Lo scrittore al ministro: "Un aumento così massiccio della disoccupazione in un Comune così piccolo come Porto Empedocle che cerca disperatamente e in tutti i modi di non lasciarsi prendere dalla spirale della mafia, rischia di diventare un vero e proprio campo di coltura mafiosa"

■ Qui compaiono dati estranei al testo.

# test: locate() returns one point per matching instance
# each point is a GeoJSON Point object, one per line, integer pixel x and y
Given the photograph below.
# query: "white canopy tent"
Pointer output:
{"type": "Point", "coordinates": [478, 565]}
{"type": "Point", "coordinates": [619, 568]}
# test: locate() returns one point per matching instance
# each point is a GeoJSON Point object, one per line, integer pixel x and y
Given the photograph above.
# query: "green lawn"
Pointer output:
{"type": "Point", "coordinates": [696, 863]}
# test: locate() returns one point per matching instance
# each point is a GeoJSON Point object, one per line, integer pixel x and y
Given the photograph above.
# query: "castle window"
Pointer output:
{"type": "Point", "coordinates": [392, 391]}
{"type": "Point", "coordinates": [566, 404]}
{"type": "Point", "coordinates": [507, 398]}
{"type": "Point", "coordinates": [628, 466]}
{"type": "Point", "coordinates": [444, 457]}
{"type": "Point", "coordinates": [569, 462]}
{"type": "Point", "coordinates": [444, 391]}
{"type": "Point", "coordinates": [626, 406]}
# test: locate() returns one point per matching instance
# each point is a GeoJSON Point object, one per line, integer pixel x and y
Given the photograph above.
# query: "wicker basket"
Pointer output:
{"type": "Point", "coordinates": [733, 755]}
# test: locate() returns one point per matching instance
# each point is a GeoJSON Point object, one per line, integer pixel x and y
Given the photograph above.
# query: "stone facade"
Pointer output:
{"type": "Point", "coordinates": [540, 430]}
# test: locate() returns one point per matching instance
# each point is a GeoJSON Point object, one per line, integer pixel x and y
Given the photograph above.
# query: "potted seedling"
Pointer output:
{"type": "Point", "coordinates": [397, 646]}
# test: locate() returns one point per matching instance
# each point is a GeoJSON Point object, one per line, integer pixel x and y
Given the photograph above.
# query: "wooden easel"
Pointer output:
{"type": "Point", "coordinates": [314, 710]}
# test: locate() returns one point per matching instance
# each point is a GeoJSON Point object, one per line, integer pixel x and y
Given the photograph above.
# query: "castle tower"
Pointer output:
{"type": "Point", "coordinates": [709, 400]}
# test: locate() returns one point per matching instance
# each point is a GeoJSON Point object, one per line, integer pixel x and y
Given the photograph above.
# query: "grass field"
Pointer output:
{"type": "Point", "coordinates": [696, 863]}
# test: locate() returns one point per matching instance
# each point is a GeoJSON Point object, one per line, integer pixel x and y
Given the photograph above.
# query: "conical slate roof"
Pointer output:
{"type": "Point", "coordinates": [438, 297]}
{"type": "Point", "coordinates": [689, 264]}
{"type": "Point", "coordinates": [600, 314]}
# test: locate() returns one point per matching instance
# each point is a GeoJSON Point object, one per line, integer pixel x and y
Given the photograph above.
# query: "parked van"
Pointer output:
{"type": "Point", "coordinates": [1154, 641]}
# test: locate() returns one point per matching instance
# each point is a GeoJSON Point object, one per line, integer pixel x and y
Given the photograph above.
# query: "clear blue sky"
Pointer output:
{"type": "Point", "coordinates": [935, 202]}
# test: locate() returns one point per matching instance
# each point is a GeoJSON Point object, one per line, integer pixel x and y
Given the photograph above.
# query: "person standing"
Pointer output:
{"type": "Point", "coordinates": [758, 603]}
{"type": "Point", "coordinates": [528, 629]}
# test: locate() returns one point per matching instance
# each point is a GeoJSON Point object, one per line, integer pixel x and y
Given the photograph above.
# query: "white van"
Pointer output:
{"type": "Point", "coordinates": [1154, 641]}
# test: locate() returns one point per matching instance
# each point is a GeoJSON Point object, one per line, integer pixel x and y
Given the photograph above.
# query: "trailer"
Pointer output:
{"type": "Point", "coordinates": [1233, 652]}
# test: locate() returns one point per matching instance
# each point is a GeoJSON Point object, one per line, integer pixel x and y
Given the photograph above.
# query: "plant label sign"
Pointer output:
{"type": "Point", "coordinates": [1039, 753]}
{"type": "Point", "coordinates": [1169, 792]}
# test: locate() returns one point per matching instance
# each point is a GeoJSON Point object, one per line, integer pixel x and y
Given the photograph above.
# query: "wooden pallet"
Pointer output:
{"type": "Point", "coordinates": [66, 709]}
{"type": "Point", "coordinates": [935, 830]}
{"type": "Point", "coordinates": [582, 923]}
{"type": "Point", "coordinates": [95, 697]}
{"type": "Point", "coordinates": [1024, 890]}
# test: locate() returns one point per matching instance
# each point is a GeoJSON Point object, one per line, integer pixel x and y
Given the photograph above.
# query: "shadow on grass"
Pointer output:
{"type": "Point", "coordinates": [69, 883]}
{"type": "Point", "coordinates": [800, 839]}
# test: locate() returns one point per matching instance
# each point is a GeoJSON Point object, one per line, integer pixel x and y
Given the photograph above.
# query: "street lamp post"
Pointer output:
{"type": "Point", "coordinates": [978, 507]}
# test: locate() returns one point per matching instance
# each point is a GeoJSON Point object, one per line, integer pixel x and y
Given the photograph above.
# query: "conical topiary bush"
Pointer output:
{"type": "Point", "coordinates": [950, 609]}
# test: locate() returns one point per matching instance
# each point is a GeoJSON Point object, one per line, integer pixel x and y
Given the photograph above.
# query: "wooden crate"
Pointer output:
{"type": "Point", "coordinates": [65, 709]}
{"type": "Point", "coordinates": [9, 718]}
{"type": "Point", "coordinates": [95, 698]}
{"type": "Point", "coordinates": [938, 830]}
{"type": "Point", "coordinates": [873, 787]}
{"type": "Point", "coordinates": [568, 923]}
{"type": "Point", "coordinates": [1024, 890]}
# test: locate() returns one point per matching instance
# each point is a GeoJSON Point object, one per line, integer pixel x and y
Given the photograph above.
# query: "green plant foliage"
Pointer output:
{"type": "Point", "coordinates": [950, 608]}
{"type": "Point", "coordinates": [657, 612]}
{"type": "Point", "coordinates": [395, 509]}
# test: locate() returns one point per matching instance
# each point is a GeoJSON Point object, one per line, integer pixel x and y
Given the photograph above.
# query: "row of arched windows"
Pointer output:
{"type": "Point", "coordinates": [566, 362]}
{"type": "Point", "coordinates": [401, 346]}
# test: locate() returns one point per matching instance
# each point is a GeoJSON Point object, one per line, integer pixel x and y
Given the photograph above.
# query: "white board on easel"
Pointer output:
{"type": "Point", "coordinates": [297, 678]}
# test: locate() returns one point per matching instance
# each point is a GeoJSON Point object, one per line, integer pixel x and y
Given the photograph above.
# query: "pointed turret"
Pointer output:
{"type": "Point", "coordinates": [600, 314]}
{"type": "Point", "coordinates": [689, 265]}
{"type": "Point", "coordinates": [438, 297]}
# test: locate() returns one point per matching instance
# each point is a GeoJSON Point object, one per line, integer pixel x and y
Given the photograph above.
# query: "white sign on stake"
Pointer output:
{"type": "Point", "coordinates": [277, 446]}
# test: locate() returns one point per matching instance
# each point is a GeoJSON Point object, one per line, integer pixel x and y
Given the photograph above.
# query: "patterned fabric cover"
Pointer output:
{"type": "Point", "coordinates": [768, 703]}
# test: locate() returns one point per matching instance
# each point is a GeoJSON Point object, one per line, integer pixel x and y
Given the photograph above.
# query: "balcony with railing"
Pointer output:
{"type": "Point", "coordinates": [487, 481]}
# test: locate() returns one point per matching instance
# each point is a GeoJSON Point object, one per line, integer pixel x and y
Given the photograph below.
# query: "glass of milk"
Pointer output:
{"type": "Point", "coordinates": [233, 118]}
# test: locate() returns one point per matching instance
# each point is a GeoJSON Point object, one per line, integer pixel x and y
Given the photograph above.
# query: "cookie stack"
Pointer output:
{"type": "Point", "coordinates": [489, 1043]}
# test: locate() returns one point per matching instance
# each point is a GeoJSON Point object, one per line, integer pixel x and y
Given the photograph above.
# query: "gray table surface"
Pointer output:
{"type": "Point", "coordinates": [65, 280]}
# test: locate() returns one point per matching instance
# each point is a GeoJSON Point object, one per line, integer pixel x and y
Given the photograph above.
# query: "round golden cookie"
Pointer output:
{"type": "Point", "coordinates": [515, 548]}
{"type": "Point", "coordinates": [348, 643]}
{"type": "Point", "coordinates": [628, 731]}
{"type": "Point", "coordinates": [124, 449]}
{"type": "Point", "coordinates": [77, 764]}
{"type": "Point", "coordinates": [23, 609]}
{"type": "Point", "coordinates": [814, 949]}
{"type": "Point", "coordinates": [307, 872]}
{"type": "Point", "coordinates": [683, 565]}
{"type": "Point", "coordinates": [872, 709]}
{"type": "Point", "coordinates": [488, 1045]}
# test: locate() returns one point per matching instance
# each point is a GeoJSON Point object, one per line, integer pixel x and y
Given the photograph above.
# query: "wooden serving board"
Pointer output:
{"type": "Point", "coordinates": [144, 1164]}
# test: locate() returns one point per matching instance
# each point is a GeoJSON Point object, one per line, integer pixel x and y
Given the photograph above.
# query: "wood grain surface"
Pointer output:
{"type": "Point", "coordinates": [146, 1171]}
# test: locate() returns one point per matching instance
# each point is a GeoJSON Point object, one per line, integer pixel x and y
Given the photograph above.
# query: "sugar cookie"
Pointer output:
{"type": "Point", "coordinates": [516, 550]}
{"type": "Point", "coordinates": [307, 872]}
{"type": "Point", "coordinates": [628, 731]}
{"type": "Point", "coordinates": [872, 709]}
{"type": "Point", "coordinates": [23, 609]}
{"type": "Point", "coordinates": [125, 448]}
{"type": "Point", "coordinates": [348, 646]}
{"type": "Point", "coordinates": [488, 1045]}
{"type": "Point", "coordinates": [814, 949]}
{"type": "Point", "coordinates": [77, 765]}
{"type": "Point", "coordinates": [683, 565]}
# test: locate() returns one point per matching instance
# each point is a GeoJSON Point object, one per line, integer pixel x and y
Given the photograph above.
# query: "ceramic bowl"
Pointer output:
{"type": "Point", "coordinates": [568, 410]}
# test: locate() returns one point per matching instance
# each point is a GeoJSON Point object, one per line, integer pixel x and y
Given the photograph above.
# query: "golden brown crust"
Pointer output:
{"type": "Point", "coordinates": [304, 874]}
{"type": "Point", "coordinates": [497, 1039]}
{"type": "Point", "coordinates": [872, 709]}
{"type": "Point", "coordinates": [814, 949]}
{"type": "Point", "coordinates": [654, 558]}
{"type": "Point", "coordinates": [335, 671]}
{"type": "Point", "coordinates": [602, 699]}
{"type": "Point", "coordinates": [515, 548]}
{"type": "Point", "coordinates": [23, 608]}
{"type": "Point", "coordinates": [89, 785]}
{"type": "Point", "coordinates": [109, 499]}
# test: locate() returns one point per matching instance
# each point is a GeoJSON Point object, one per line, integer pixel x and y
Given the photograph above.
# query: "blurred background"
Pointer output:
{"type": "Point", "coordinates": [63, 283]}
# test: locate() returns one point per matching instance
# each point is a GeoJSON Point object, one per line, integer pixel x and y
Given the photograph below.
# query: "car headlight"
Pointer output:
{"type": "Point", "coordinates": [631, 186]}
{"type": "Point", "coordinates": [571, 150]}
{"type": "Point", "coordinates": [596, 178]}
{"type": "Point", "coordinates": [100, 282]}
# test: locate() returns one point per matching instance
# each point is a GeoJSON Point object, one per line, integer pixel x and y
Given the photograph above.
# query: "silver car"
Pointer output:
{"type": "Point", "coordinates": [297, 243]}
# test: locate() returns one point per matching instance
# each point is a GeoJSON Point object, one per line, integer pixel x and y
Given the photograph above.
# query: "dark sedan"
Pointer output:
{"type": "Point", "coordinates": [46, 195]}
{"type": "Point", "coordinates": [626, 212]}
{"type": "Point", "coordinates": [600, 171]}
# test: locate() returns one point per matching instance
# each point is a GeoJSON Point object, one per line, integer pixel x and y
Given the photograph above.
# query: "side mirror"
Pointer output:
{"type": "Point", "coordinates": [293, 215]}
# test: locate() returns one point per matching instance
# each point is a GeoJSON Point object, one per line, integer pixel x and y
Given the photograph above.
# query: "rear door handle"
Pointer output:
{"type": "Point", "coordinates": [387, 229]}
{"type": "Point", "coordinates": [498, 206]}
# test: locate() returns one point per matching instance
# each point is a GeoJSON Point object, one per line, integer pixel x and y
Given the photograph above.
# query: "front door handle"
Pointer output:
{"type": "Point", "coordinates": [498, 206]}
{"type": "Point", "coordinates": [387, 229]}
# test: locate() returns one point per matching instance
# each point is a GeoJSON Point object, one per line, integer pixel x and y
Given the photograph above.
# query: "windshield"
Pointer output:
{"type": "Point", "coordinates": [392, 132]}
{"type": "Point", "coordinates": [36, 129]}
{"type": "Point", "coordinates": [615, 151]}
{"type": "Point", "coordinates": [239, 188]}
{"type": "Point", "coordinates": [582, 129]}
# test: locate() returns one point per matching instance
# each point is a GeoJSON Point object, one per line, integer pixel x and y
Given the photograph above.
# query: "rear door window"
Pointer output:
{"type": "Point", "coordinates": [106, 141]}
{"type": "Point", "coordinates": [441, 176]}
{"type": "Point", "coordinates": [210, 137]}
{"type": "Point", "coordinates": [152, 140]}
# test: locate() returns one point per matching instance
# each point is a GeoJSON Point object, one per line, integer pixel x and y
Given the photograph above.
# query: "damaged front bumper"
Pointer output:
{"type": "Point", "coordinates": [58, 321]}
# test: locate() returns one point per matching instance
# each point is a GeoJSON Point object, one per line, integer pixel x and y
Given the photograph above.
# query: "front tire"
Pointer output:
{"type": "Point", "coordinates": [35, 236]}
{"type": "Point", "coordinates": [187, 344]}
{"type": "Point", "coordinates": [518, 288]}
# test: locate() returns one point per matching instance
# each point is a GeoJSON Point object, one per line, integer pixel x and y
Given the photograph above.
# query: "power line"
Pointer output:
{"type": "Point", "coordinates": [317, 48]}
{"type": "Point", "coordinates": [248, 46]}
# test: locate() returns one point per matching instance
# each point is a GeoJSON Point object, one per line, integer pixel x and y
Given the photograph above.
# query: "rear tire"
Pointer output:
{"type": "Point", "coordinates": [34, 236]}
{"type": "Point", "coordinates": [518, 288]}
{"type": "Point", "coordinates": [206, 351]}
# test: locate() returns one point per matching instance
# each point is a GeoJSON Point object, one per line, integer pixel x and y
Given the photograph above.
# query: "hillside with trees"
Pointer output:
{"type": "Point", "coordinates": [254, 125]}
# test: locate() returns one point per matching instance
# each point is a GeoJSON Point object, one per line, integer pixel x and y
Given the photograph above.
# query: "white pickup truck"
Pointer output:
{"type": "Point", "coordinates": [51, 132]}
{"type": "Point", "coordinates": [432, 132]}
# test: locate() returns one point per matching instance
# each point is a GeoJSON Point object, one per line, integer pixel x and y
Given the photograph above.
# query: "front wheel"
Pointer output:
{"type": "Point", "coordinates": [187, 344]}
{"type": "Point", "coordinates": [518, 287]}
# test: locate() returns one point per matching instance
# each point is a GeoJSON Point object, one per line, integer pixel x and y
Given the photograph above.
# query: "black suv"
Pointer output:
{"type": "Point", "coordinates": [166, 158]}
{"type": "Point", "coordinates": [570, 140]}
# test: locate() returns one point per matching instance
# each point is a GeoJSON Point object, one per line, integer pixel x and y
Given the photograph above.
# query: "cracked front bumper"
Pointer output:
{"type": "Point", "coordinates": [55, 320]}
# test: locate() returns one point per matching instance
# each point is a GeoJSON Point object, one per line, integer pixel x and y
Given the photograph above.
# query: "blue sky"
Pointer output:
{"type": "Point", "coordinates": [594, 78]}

PORTO EMPEDOCLE. Lo scrittore Andrea Camilleri ha inviato una lettera al ministro Corrado Passera sul dramma dei lavoratori della Italcementi di Porto Empedocle (Ag), il paese natale del romanziere siciliano.    «Non posso essere certo io a segnalarle - scrive Camilleri - cosa rappresenti di assolutamente devastante il licenziamento di 300 operai che vivono in quella città e nei suoi dintorni. Mi preme però sottolinearle che qui, oltre alla perdita del lavoro e dello stipendio e quindi della libertà dell'esistenza di tante famiglie, potrebbe esserci una conseguenza ancora più pericolosa. Un aumento così massiccio della disoccupazione in un Comune così piccolo che cerca disperatamente e in tutti i modi di non lasciarsi prendere dalla spirale della mafia, rischia di diventare un vero e proprio campo di coltura mafiosa».  L'Italcementi, una decina di giorni fa, ha comunicato la chiusura dell'impianto di Porto Empedocle entro settembre.